Elizabeth hiked, biked, and photographed the Ridge Trail to update this guidebook, often with family and friends, and this journey reconfirmed for her the magnificence of the Bay Area landscape.

Jean Rusmore, the author of this book's first three editions, grew up in what was once the small town of Anaheim, California, in the county that boasted orange and lemon groves as its namesake. She took her first backpacking trip at age 16, when she and a cousin ascended the slopes of Mount Wilson in the San Gabriel Mountains with some food and a jacket rolled up in a blanket. Her outdoor experience was enlarged through her husband, Ted, whom she met at the University of California, Berkeley. They skied and backpacked with their six children, and all looked forward to their annual Sierra backpacking trip.

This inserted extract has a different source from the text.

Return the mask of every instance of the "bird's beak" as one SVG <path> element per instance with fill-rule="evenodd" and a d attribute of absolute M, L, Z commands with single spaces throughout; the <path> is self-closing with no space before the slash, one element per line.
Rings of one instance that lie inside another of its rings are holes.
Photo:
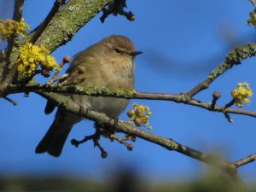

When the Midpeninsula Regional Open Space District was established, Jean and her friend Frances Spangle decided to write a book about the new foothill preserves, Peninsula Trails, followed by South Bay Trails, both published by Wilderness Press. When the first segments of the Ridge Trail opened, they wrote pamphlets about each leg. These were later combined and published as the first edition of this book.